Kara is currently the Team Lead due to her long history of tribal work and her position as Program Manager for the Tribal Youth Resource Center, OJJDP's largest training and technical assistance center for tribes and tribal programs. Team member Geroma Void, Senior Grants Management Specialist, is Program Manager for The Resource Basket, which provides training and technical assistance to OJJDP grantees in Alaska.
"I have been taught that the work of supporting all youth is seen by many Indigenous people as being a 'good relative,' and I am continually inspired and humbled by that profound way of seeing the work we do."
—Kara McDonagh, OJJDP Grants Management Specialist
Kara began working with youth as a young adult when she joined Community for Creative Non-Violence in Washington, DC, where she advocated for and provided direct services to people experiencing homelessness. That work cemented a commitment to advocate for people who are marginalized, "to address unjust conditions that create and maintain their marginalization," she said.
Kara went on to earn a master's degree in social work from the University of Maryland, Baltimore, with a concentration in community organizing. This led to work in many settings, including jails, neighborhood community centers, and residential treatment programs. Kara joined a grassroots effort to open an afterschool youth development center in southeast Baltimore, and then directed the center for 7 years. Before joining OJJDP, she developed and led a partnership between AmeriCorps, the Maryland Institute College of Art (MICA), and a consortium of nonprofit and civic organizations in Baltimore. That work laid the foundation for MICA's Master of Arts Program in Community Arts; Kara helped found the program and was a faculty member.
Kara first encountered OJJDP while developing youth programs, and was impressed by the Office's reach and impact on youth programs nationwide, she said.
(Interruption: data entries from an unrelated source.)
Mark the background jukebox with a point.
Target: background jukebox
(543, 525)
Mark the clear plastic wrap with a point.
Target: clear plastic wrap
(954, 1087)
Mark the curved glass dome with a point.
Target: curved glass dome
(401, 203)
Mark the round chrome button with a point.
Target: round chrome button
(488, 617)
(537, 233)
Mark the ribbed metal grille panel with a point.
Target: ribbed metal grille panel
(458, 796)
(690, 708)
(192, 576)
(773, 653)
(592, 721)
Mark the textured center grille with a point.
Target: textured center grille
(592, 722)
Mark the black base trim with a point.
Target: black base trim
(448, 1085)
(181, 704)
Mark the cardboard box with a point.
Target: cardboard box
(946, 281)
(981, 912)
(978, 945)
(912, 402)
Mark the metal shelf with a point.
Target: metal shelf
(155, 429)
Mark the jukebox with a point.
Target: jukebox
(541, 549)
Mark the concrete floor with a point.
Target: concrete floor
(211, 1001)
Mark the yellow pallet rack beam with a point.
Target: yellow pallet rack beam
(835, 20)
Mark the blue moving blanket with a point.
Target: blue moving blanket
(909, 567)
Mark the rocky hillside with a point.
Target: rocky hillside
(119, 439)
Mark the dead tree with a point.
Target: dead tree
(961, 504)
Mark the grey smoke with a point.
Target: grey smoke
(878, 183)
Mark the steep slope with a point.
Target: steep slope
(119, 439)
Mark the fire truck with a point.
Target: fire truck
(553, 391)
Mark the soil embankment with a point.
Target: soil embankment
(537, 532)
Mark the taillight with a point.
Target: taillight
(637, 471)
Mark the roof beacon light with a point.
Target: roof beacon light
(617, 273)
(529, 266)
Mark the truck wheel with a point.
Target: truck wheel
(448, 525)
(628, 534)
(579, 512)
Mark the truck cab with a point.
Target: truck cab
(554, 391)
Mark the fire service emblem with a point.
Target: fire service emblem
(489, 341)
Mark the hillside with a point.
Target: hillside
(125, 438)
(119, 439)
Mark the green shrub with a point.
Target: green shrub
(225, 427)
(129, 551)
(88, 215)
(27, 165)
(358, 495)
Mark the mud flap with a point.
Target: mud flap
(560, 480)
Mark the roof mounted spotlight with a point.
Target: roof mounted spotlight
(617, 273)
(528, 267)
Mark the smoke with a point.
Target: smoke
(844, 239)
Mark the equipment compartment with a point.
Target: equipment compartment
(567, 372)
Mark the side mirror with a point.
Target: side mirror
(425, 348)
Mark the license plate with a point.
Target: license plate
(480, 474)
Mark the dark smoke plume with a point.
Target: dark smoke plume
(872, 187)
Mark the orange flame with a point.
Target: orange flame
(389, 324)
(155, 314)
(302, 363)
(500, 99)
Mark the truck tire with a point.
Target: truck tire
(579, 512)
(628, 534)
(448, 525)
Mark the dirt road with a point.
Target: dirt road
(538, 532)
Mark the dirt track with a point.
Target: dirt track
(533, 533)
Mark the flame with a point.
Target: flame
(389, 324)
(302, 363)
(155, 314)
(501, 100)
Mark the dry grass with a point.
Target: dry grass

Kara became a Program Specialist in 2009 and joined the tribal team the same year.
"I was honored to have been given responsibility early in my career at OJJDP for working with tribes," Kara said. "There is so much to learn about Indigenous people and cultures, and I continue to be amazed and alarmed that so much of the country does not know basic facts about the people whose land we now inhabit." Kara said she feels lucky to work closely with people committed to building programs that nurture Native youth and foster their resilience.
"Young people know what works and does not work with their peers and in their communities, and they will tell you when asked in a genuine and respectful way," she said. "I believe strongly that listening to their experiences and supporting their leadership is a critical part of building a better world."